About two months or so ago, I threw a few remarks about LEGO’s new “Female Scientists Research Institute” into that Black Hole commonly known as Facebook, raining on the then-ongoing “LEGO finally gets it!” parade by reminding everybody that this set was not a regular product but a) fansourced as a winner of the annual “Idea” competition and b) a limited edition.
And so it goes. Shortly after the launch, from the New York Times:
Within days of its appearance early this month, the Research Institute—a paleontologist, an astronomer and a chemist—sold out on Lego’s website and will not be available at major retailers, including Target and Walmart. Toys “R” Us did carry the line, but according to associates reached by telephone at two of its New York stores, it sold out at those locations as well.

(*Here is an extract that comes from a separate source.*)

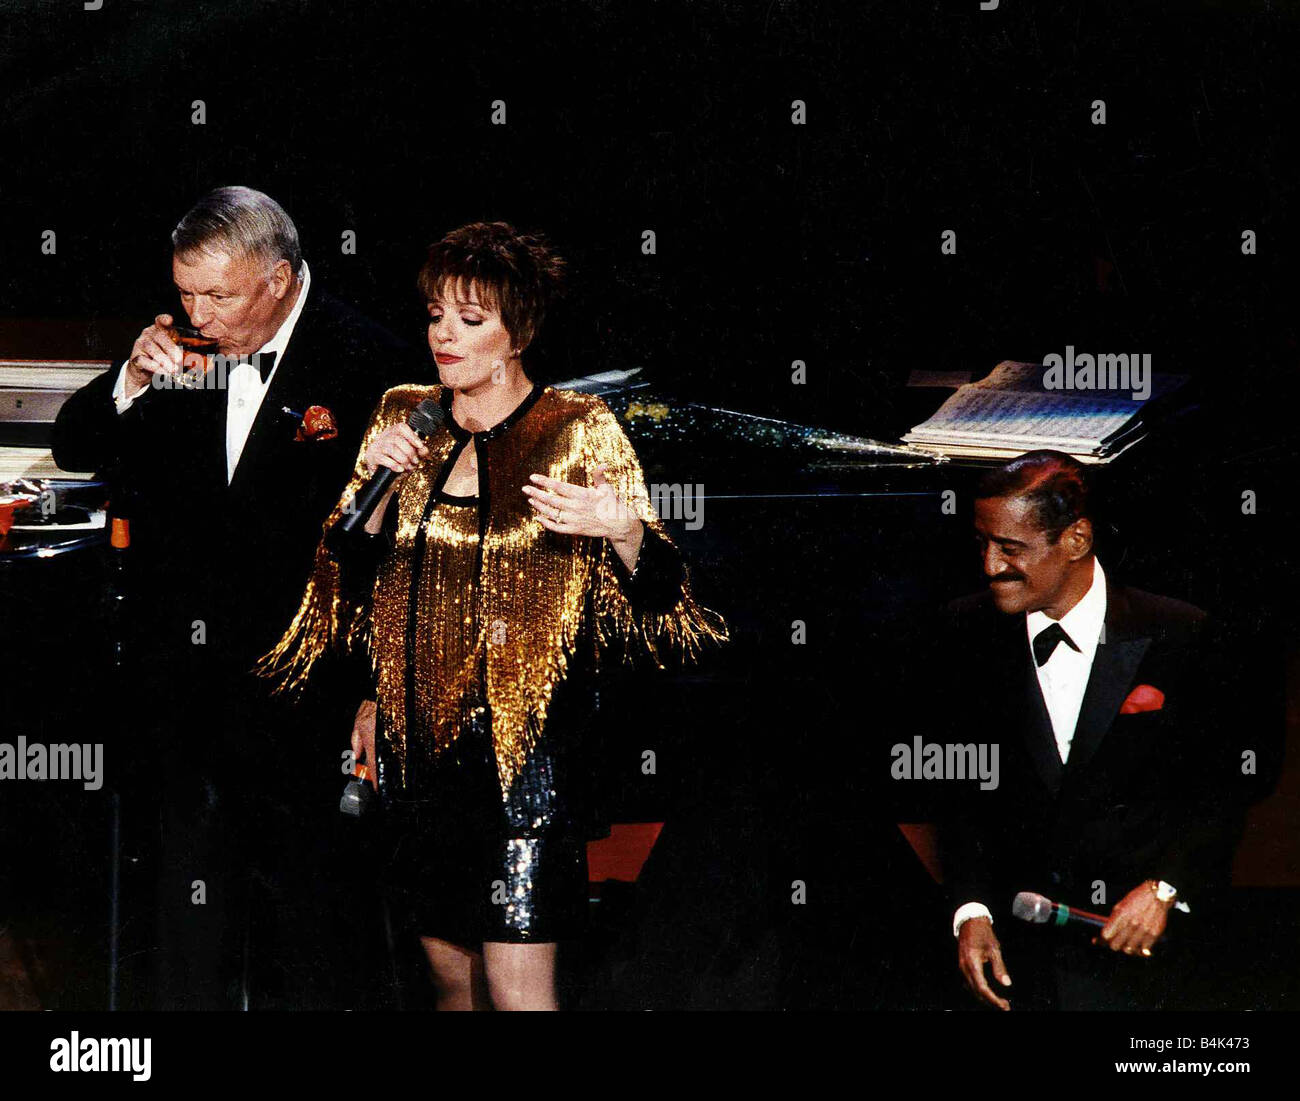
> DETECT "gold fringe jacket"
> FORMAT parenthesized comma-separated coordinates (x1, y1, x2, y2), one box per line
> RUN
(255, 382, 728, 792)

Lego said the set was manufactured as a limited edition, meaning it was not mass-produced.
So there’s that.
And the problem is…well, take one guess. Avivah Wittenberg-Cox over at Harvard Business Review (emphasis mine):
Why did it take until 2014 for the world’s second-largest toy maker to offer girls (and their toy-buying parents) products they might actually want? (After all, even Barbie has been an astronaut since 1965.)
Perhaps it has something to do with the profile of LEGO’s management team, comprised almost entirely of men. The three-person board of the privately-held company is all men, led by CEO Jørgen Vig Knudstorp. The 21-person corporate management team has 20 men and one woman—and she’s in an internally-facing staff role, not connected to the customer base or product development. When your leadership isn’t gender-balanced, it’s tough to have a balanced customer base. The new “Research Institute” range was proposed by geoscientist Ellen Kooijman on one of the company’s crowd-sourcing sites. But it begs the question, is there really no one inside the company who might have come up with the radical idea of having women scientists feature in a 21st century toy company’s line? […]
Don’t hold your breath, though. Despite its first-day sold-out success, LEGO has decided not to continue the Research Institute line. It was only a “limited edition.” So girls, back to the pool. The guys in this boardroom don’t seem to want to give you any ideas… let alone seats at the table.
Read the whole piece—LEGO should be deeply ashamed. But the exact same problem haunts the videogame industry, and the cultural expressions that attach themselves to it; under the protective cultural umbrella of predominantly male C-level execs, we’re not only stuck with equivalents of “limited editions” in the videogame market, but also with that howling mob of male gamers descending on everything that’s not sufficiently catering to their dicks.